Last weeks' cooking class was a great success. I'm now working on my green curry paste. The teacher is an extraordinary woman - very strong. 11 years & 5 children in a Thai border refugee camp - husband left so she has kept the family together on her own. Has also been an HIV/AIDS counsellor- pretty impressive for someone with enough problems of her own. The class (there were only 2 of us) began with a tour of a large local market - partly to buy for the class but also just to see what is available. It was fascinating and of course great being able to ask about everything. Herbs are very important in all the delicious salads here and the variety is impressive. Some, like coriander & lemongrass I recognise from NZ but many I've never seen before. Fresh turmeric is a standard ingredient in curry pastes along with galangal and something they call rhizome - they all look a bit like root ginger. We also saw the green papaya sellers - they slice up the papaya ready to make into the salad which is a very common side dish. We made red and green curry pastes, amok - fish curry steamed in banana leaves, sausages wrapped in banana flower petals, and a rice flour dessert. I was very full by the end of the day! And very tired as we were basically on our feet from 9 - 4.
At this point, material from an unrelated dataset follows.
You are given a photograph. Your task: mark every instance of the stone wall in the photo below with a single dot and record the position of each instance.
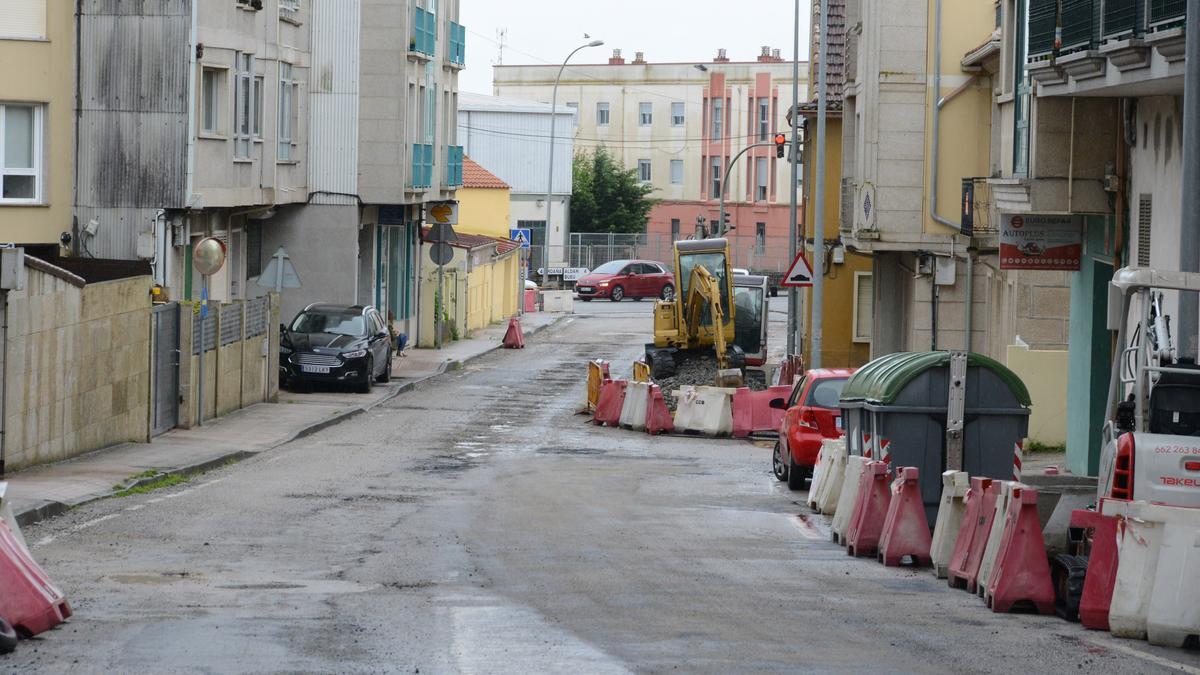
(78, 368)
A very different culinary experience was the bug - a large cricket or cicada fried in garlic and soy sauce I think. My landlady was cooking them and I foolishly stopped to see what was going on. The offer of one to try quickly turned into a challenge, so what could I do? It was crunchy but not unpleasant if I didn't think about what I was eating!


And another world altogether on Wednesday, a violin duo playing at Le Royal hotel. Invitation only, but a French guy who is based at the Library got invites for Beth and I. The music was fabulous - Bach, Mozart, Paganini and Ravel. And afterwards there was supper - all sorts of little treats from the best hotel in town. The treats just keep coming here!

It's now Saturday morning and I'm out and about with errands of various sorts. If the rain holds off I may watch some rugby this afternoon! Cambodia versus Laos playing for the Mekong Cup. Amanda and some friends of hers are planning to go so I hope to join them. Will report back later!